Invader chemistry at work.

AgBio's Invader® chemistry is composed of two simultaneous isothermal reactions. A primary reaction specifically and accurately detects single-base changes, insertions, deletions and changes in gene and chromosome number. A second reaction is used for signal amplification and generic readout.

In the first reaction, two oligonucleotides - a probe and an Invader oligo - hybridize to the target DNA region of interest to generate a one-base overlapping structure at the nucleotide being interrogated. If the sequence is present this triplex structure is recognized and cut at a specific site by our proprietary Cleavase® enzymes, resulting in release of the 5' arm (Flap) of the probe oligonucleotide (Figure 1A).

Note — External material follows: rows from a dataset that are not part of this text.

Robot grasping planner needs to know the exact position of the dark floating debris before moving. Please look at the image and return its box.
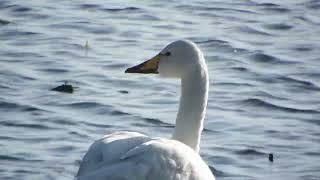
[0,19,10,25]
[51,82,75,93]
[269,153,273,162]
[118,90,129,94]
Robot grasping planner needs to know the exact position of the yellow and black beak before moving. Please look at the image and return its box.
[125,54,160,74]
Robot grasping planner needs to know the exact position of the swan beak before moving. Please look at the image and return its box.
[125,54,160,74]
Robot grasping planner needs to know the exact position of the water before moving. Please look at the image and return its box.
[0,0,320,180]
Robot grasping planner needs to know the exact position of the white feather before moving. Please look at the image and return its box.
[77,40,215,180]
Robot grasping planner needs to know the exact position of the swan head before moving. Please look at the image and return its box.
[125,40,204,78]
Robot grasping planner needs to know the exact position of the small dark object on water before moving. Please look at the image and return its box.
[269,153,273,162]
[118,90,129,94]
[0,19,10,25]
[51,82,74,93]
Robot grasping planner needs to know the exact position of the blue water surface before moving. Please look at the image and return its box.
[0,0,320,180]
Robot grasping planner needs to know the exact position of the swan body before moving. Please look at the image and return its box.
[77,40,215,180]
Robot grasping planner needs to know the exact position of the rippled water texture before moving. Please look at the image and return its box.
[0,0,320,180]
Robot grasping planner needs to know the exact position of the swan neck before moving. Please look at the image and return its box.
[173,65,209,152]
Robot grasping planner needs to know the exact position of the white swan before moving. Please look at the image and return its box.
[77,40,215,180]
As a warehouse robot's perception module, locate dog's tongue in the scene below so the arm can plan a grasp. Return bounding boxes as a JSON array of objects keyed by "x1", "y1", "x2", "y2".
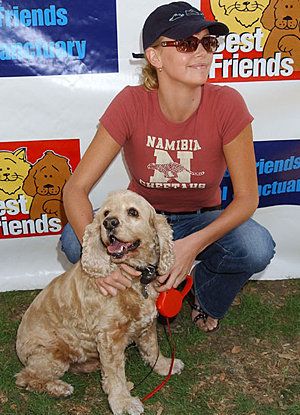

Figure 1: Primary Invader Reaction (Target Specific)

Figure 1A

Multiple probes cycle rapidly on and off the target during the primary reaction. Each time an intact probe molecule binds to the specific target in the presence of the Invader® oligo, the overlapping substrate is formed and cleavage occurs. The number of flaps released is proportional to the amount of target in the sample, allowing for quantitative detection of genes, chromosomes or infectious agents (Figure 1B).

Figure 1 (part 2): Primary Invader Reaction (Target Specific)

Figure 1B

This Flap then serves as the "Invader" oligo in the secondary reaction resulting in specific cleavage of a labeled universal oligonucleotide, the FRET Probe (Figure 2). Cleavage of this FRET probe results in the generation of a fluorescent signal. When the targeted sequence is not present in the sample tested, cleavage does not occur, the Flap is not released, and a fluorescent signal is not generated.

Figure 2

Utilizing different 5' Flap sequences and their corresponding FRET probes with non-overlapping fluorophores allows for multiple sequences to be detected in a single well. Comparing the signal generated from each dye in the Invader reaction will yield an objective genotype call.

AgBio's Invader assay can be performed with standard laboratory instrumentation, keeping equipment costs modest. The assay can be performed with manual 96-well set-up and is easily amenable to fully automated platforms with 384 well or higher density formats. The reaction volume is scalable to sub-microliter reaction volumes, while maintaining the assay's specificity and accuracy.